The summer of 1972 found me in San Luis Potosí Mexico, trying to learn enough Spanish to get my final college credits for graduation. I had not been a stellar foreign language student up to that point, so I was a bit “under the gun”.

To get a better understanding of the culture, etc., blah-blah, we had a few travel days to see some sights. A couple of those days were spent in Mexico City.

My mother had traveled extensively in Mexico, and she “collected” people wherever she went. She “arranged” for my then-girlfriend (now my wife of 45 years standing) and me to meet a young woman she knew. We rode the Metro to the end of the line, south of Mexico City, and “Blanca” picked us up and took us to her home in Coyoacán for dinner. My Spanish was still sketchy at that time, and I don’t remember many details, except the following little tale.

We were visiting in the sala (the two young women were visiting–I was smiling, trying to look agreeable, and straining for a familiar word) when Blanca’s father came home from work.
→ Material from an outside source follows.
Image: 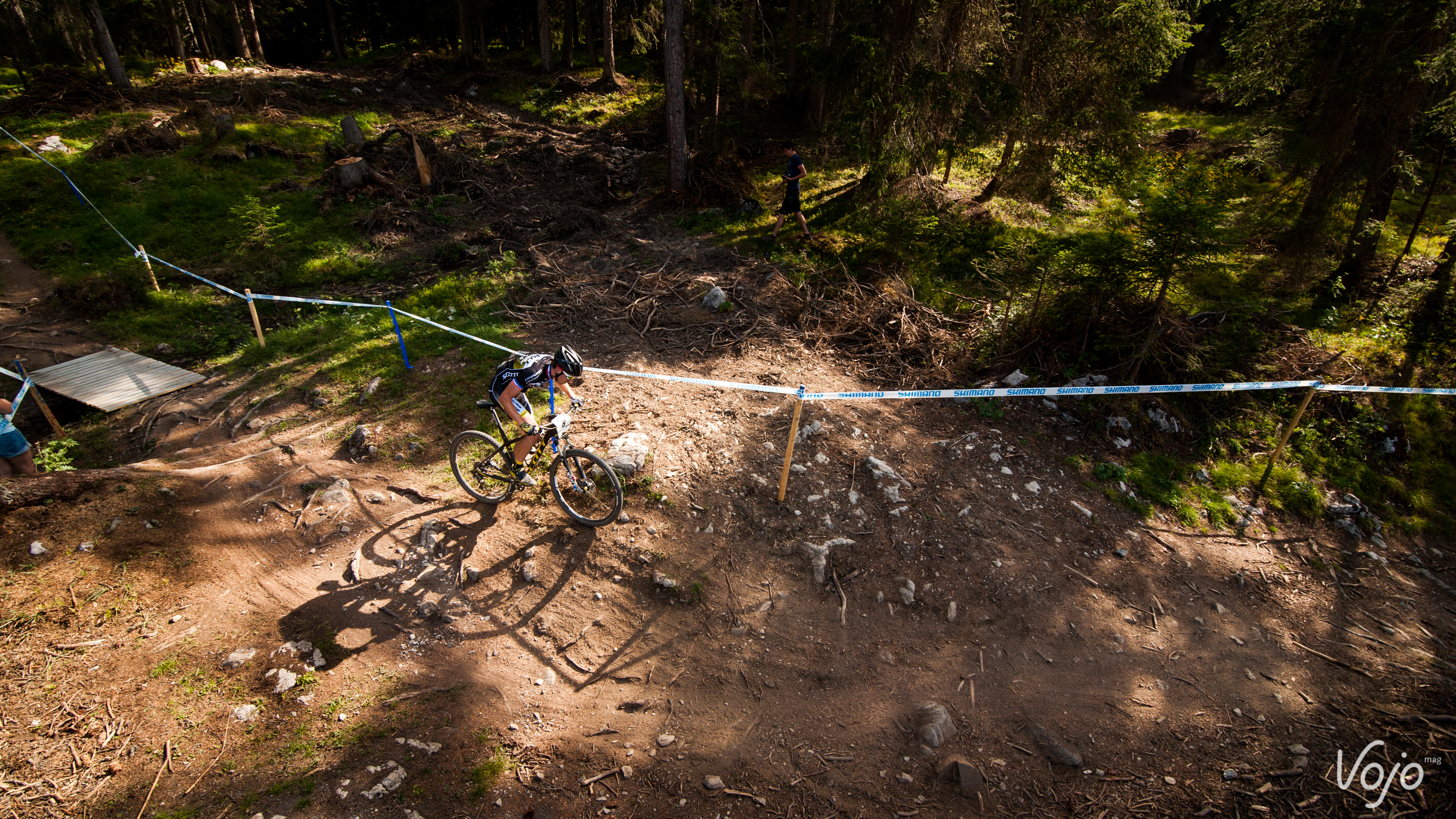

He entered through the back door that led into the kitchen. He was a stocky, mostly bald man of early middle-age with greying temples. He wore an oxford cloth blue shirt, open at the collar, and some nondescript pleated-front gray wool slacks. But he totally caught my attention when he pulled a 1911 from his waistband and deposited it in a drawer beside the back door!

Now, I had been reading Jeff Cooper for a few years at that point, and he often mentioned “Mexican carry”. Cooper had a well earned reputation as a teacher, BUT–he was not good about repeating his definitions for late comers (which was ME). When Blanca’s father hauled that old 1911 out of his waistband where it had been nestled just behind his hipbone, I KNEW EXACTLY what Mexican carry meant!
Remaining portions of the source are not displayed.